Campylobacter historically has been the most commonly reported bacterial enteric pathogen in Minnesota but was surpassed by Salmonella in 2015 (Figure 3). There were 924 culture-confirmed Campylobacter cases reported in 2015 (16.9 per 100,000 population). This is an 11% increase from the 834 cases reported in 2014, but similar to the annual median of 904 cases reported from 2005 to 2014 (range, 843 to 1,009). In 2015, 51% of cases occurred in people who resided in the metropolitan area. Of the 880 Campylobacter isolates confirmed and identified to species by MDH, 88% were C. jejuni and 8% were C. coli.
The median age of cases was 36 years (range, 2 months to 91 years). Fortythree percent were between 20 and 49 years of age, and 10% were ≤5 years of age. Fifty-nine percent were male. Fourteen percent were hospitalized; the median length of hospitalization was 3 days. Fifty percent of infections occurred during June through September. Of the 828 cases for whom data were available, 139 (18%) reported travel outside the United States during the week prior to illness onset. The most common travel destinations were Europe (n=38), Mexico (n=34), Asia (n=34), and Central or South America or the Caribbean (n=19).
Three foodborne outbreaks were identified in 2015. In April, an outbreak of C. jejuni and C. coli infections was associated with chicken liver pate served at a restaurant; 5 culture-confirmed cases were identified. In May, 3 culture-confirmed C. jejuni infections were associated with a wedding. In July, 3 culture-confirmed cases were associated with a family picnic. The vehicle of transmission was not confirmed for the latter two outbreaks.
A primary feature of public health importance among Campylobacter cases was the continued presence of Campylobacter isolates resistant to fluoroquinolone antibiotics (e.g., ciprofloxacin), which are commonly used to treat campylobacteriosis. In 2015, the overall proportion of quinolone resistance among Campylobacter isolates tested was 25%. However, 73% of Campylobacter isolates from patients with a history of foreign travel during the week prior to illness onset, regardless of destination, were resistant to fluoroquinolones. Fifteen percent of Campylobacter isolates from patients who acquired the infection domestically were resistant to fluoroquinolones.

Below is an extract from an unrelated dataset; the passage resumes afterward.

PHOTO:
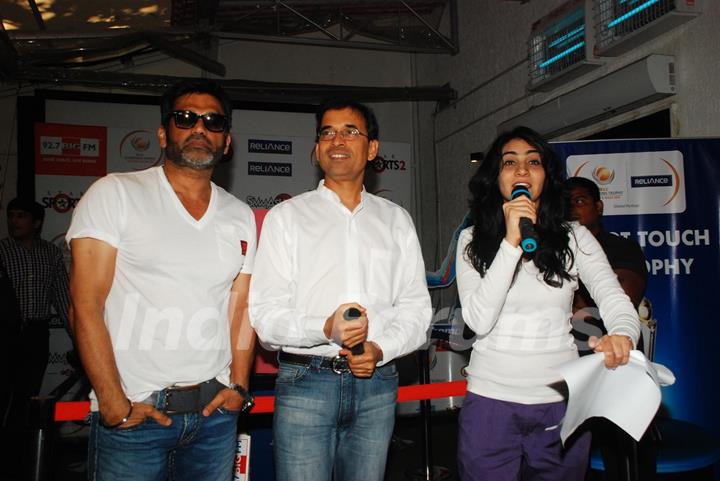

In June 2009, a culture-independent test (CIDT) became commercially available for the qualitative detection of antigens in stool. In 2015, 675 patients were positive for Campylobacter by a CIDT conducted in a clinical laboratory. However, only 183 (27%) of the specimens were subsequently culture-confirmed and therefore met the surveillance case definition for inclusion in MDH case count totals.
- For up to date information see>> Campylobacteriosis (Campylobacter)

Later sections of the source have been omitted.